Клад
Гимнастические юнцы держались с застенчивой настороженностью, которая свидетельствовала, что они не до конца понимают назначенную им в событиях часть. Часть эта, впрочем, очень скоро и прояснилась. Наследник удерживал в объятиях скорченного от боли брата и все порывался как будто целовать раненую щеку, однако же, намерение свое до конца не доводил.
– Во-он! – вскричал он вдруг, обнаружив вокруг себя застенчиво толпящихся соглядатаев, и яростно топнул. – Вон!

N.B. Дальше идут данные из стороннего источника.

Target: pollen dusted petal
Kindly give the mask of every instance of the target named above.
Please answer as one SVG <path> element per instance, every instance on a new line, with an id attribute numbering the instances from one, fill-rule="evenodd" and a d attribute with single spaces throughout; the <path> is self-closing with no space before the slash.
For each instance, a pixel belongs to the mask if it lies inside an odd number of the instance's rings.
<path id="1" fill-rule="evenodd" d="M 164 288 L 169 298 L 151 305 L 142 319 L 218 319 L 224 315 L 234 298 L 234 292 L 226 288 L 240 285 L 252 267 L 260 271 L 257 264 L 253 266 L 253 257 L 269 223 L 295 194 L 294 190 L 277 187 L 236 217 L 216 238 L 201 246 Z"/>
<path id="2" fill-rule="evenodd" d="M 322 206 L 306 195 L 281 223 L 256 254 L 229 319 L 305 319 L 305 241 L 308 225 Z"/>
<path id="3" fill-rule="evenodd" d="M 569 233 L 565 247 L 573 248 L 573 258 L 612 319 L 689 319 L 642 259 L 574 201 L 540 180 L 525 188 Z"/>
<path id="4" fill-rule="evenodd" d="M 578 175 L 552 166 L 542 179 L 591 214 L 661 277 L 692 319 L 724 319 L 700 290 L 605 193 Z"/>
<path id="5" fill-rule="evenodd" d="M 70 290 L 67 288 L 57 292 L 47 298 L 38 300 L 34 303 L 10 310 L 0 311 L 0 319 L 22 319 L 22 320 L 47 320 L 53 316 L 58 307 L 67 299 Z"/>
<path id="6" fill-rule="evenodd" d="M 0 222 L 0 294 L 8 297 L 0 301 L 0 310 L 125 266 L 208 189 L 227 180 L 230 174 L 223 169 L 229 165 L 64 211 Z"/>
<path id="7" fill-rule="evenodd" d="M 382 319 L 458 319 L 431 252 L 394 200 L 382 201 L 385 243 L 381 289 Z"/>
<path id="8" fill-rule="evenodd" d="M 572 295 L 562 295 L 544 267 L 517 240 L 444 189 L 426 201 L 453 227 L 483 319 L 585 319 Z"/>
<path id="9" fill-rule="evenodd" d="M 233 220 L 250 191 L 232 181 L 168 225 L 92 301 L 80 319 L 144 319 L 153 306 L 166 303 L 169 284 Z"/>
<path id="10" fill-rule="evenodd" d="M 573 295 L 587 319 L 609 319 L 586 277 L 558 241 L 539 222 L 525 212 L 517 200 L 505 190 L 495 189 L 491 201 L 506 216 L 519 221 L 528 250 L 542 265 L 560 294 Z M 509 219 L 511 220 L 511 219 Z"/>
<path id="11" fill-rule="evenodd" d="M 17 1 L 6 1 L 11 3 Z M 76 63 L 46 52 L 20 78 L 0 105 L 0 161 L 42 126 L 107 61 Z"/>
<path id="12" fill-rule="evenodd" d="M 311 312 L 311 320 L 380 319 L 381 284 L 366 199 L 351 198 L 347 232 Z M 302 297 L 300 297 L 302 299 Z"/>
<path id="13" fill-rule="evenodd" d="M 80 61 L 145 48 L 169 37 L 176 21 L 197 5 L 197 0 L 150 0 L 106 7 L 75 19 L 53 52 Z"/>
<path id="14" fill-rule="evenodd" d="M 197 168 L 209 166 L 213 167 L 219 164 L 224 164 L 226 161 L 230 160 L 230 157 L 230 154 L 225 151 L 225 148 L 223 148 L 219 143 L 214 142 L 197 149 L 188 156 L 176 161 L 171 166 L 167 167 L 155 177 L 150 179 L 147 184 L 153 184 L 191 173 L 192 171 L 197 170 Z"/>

Мерзавцы!
Мерзавцы, шаткое гимнастическое стадо, пораженные этой вспышкой до оглушения, не задавая вопросов, попятились. Все еще пребывавший на четвереньках Ширяй бессмысленно мешкал, раздираемый противоречивыми побуждениями, но выведен был из неопределенности пинком высокородной ноги, резво подхватился, сразу возвратив себе ясность мысли, пятясь и кланяясь, присоединился к шарахнувшейся на выход братии.
– Ну вот! – с какой-то раздражительной горестью воскликнул Громол, сцепив руки. – Вот! – Лицо подергивалось, он мял пальцы и вскидывал быстрые глаза. Можно было отличить тот болезненный миг, когда взгляд наследника останавливался на просеченном плетью рубце. – Черт! Какая пакость! Фу-ты!… Ну, прости. Слышишь, я прошу у тебя прощения!
– Да, – молвил Юлий, подразумевая, что слышит. Щека горела острой, растекающейся болью и это было сейчас значительней, ощутимей нравственных метаний брата, за которыми Юлий не успевал следить.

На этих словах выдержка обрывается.